The same percentage of accidents of bicycle vs pedestrian as car vs pedestrian are deemed “serious”
This isn’t exactly a motorist only issue. Bicyclists break a constant stream of traffic laws too. And don’t forget the pedestrians.
I got the insane giggles out of the Omaha, NE police department announcing ON TELEVISION that they would be executing a speed trap at a local school area.
The police offical plainly stated that they would only pull over drivers going 10MPH over the speed limit in this 25MPH zone.
The police basically telling everyone that they were going to let everyone break the law and the police would do nothing even with it happening right in front of them.
INSANITY.
10 miles is 40% over the speed limit. Wow.

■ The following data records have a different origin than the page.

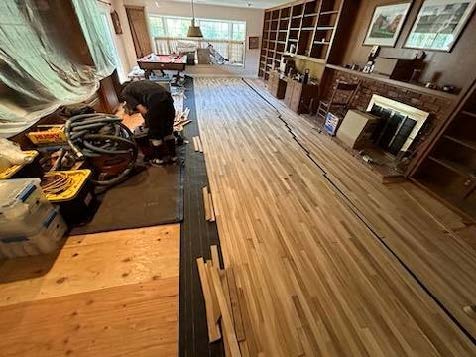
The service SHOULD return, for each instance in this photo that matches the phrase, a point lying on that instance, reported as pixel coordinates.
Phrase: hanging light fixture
(194, 31)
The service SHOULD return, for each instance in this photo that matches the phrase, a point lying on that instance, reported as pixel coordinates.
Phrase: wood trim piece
(213, 330)
(380, 78)
(227, 321)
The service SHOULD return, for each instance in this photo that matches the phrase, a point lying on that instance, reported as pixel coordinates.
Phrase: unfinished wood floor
(317, 281)
(108, 294)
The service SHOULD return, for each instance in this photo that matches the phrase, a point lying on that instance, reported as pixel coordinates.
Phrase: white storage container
(45, 239)
(23, 207)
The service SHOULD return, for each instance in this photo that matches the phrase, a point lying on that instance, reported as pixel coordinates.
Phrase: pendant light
(194, 31)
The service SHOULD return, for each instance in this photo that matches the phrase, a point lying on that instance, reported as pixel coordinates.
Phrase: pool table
(161, 63)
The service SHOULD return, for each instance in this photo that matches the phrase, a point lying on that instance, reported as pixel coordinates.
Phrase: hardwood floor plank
(133, 320)
(315, 279)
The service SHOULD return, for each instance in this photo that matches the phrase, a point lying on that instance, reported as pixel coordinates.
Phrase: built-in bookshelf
(306, 30)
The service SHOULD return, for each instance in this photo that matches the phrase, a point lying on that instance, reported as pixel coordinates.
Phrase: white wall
(252, 17)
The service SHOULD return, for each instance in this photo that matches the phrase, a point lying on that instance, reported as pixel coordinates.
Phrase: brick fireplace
(439, 106)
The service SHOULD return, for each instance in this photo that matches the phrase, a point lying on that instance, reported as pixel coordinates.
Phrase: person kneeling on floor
(156, 105)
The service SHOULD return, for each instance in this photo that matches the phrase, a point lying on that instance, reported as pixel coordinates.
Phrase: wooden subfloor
(108, 294)
(316, 248)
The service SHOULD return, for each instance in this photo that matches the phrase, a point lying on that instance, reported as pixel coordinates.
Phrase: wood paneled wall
(456, 67)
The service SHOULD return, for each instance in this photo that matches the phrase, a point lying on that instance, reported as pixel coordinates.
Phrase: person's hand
(142, 109)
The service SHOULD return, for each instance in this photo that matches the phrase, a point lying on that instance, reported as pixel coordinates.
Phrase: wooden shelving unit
(307, 27)
(449, 170)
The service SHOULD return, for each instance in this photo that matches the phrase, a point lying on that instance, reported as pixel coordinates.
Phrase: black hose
(94, 135)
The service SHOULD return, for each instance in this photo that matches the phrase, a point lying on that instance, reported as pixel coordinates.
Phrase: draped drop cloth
(39, 74)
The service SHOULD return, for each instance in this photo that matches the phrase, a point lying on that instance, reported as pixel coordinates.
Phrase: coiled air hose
(97, 137)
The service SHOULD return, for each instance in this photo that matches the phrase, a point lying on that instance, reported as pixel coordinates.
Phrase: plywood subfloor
(106, 294)
(316, 277)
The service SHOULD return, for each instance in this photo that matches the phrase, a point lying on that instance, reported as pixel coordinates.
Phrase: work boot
(160, 153)
(171, 150)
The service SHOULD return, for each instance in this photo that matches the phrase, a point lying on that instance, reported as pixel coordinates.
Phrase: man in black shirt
(156, 105)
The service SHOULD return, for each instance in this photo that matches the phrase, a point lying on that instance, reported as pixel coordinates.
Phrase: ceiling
(255, 4)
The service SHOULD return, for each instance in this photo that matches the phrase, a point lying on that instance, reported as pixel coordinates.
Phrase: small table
(161, 63)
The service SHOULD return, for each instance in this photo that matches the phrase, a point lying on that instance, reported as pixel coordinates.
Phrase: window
(227, 37)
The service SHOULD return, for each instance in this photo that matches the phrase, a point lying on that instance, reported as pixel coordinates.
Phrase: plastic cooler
(43, 239)
(23, 207)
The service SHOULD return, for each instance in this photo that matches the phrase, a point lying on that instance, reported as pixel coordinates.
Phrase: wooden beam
(216, 307)
(235, 306)
(213, 331)
(206, 203)
(227, 321)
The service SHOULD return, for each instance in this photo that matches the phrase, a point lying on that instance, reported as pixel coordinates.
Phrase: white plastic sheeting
(38, 73)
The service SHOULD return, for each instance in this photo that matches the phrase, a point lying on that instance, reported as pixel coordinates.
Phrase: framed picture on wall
(386, 24)
(439, 23)
(253, 43)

That’s an extremely presumptuous claim. Some people don’t even think of things in terms of normal/deviant, so you might want to consider the possibility that there’s much more information out there than you’re basing conclusions on.
I sat 10 minutes waiting for a bus a few days ago, and amused myself by counting the numbers of cars that blew through the stop signs at the intersection. roughly 40 cars, about 3 came to a stop, about 5 rolled through at a walking pace, most slowed to roughly 10-15 mph, and a small number totally blew through it. Of the 4 or 5 bikes coming through, 1 pedaled through without slowing, the rest rolled through very slowly or stopped. That’s a small sample, but consistent with past experience.